PALIZADE – Phase 2b clinical trial of zetomipzomib in patients with active lupus nephritis (LN) (ClinicalTrials.gov: NCT05781750)
•In February, Kezar presented an update from the PALIZADE Phase 2b clinical trial evaluating zetomipzomib in patients with active LN. At the time of study termination, no patients had completed the full 52 weeks of treatment. Of the 12 patients receiving 60 mg of zetomipzomib who reached week 25, 42% achieved a urine protein-to-creatinine ratio (UPCR) of 0.5 or less, and the median UPCR was reduced by 79% from baseline. Marked improvements in serologic markers were observed in patients who received a 60 mg dose of zetomipzomib.
•In October 2024, Kezar made the strategic decision following a clinical hold by the FDA to terminate PALIZADE and focus the clinical development of zetomipzomib in AIH.
Financial Results
•Cash, cash equivalents and marketable securities totaled $114.4 million as of March 31, 2025, compared to $132.2 million as of December 31, 2024. The decrease was primarily attributable to cash used in operations.
•Research and development (R&D) expenses for the first quarter of 2025 decreased by $5.0 million to $12.2 million, compared to $17.2 million in the first quarter of 2024. This decrease was primarily due to the decreased clinical activities resulting from the Company’s strategic decision to terminate the PALIZADE trial in October 2024, a decrease in manufacturing expense related to the timing of drug manufacturing runs and a decrease in facility related expenses.
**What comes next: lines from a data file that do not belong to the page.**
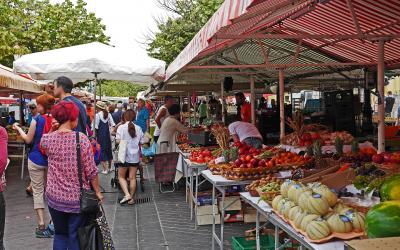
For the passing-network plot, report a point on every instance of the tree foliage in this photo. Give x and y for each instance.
(119, 88)
(28, 26)
(177, 31)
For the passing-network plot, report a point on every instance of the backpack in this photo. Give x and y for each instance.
(96, 148)
(46, 129)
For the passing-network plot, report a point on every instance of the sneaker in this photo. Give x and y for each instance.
(125, 200)
(43, 233)
(51, 229)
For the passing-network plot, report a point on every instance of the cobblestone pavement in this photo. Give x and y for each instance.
(162, 223)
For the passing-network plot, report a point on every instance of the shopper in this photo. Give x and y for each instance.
(3, 165)
(63, 189)
(62, 89)
(143, 115)
(246, 133)
(37, 161)
(245, 107)
(162, 113)
(171, 125)
(134, 137)
(203, 111)
(104, 126)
•General and administrative (G&A) expenses for the first quarter of 2025 decreased by $1.1 million to $5.4 million compared to $6.5 million in the first quarter of 2024. The decrease was primarily due to a decrease in legal and professional service expenses and non-cash stock-based compensation.
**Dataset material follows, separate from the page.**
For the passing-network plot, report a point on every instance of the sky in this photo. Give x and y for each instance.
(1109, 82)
•Net loss for the first quarter of 2025 was $16.6 million, or $2.27 per basic and diluted common share, compared to a net loss of $21.7 million, or $2.98 per basic and diluted common share, for the first quarter of 2024.
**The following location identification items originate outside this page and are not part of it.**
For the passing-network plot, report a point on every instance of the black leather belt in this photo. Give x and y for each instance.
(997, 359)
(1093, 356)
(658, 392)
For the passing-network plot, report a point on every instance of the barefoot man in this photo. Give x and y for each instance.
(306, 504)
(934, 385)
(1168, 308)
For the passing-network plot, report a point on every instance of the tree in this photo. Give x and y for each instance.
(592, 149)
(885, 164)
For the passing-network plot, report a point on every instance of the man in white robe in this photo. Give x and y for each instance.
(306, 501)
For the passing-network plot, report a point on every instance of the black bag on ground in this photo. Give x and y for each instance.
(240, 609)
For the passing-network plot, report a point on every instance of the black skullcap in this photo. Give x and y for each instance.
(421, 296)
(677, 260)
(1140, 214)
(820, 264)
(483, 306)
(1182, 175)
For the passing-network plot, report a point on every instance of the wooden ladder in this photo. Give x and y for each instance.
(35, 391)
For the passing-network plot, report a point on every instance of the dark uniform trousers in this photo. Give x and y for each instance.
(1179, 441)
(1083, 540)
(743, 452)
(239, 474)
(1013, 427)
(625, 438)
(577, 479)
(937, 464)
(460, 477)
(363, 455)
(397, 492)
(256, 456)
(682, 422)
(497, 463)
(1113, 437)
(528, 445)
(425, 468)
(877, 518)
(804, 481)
•Total shares of common stock outstanding were 7.3 million shares as of March 31, 2025.
About PORTOLA
PORTOLA is a placebo-controlled, randomized, double-blind Phase 2a clinical trial evaluating the efficacy and safety of zetomipzomib in patients with AIH that are insufficiently responding to standard of care or have relapsed from a previous CR. The trial enrolled 24 patients, randomized (2:1) to receive 60 mg of zetomipzomib or placebo in addition to background therapy for 24 weeks, with a protocol-suggested steroid taper. All patients were required to receive a starting daily steroid dose of 20-40 mg/day of prednisone (or budesonide equivalent) and physicians were encouraged to taper daily steroid usage to 5 mg/day consistent with AIH treatment guidelines established by the American Association for the Study of Liver Diseases (AASLD). The primary efficacy endpoint of PORTOLA, which was not powered for efficacy, evaluated the proportion of patients who achieved a CR by Week 24, measured as normalization of alanine aminotransferase (ALT), aspartate aminotransferase (AST) and Immunoglobulin G (IgG) values (if elevated at baseline), with steroid dose levels not higher than baseline. A key secondary endpoint was the proportion of patients who achieved a CR by Week 24 with a steroid dose of 5 mg/day or less.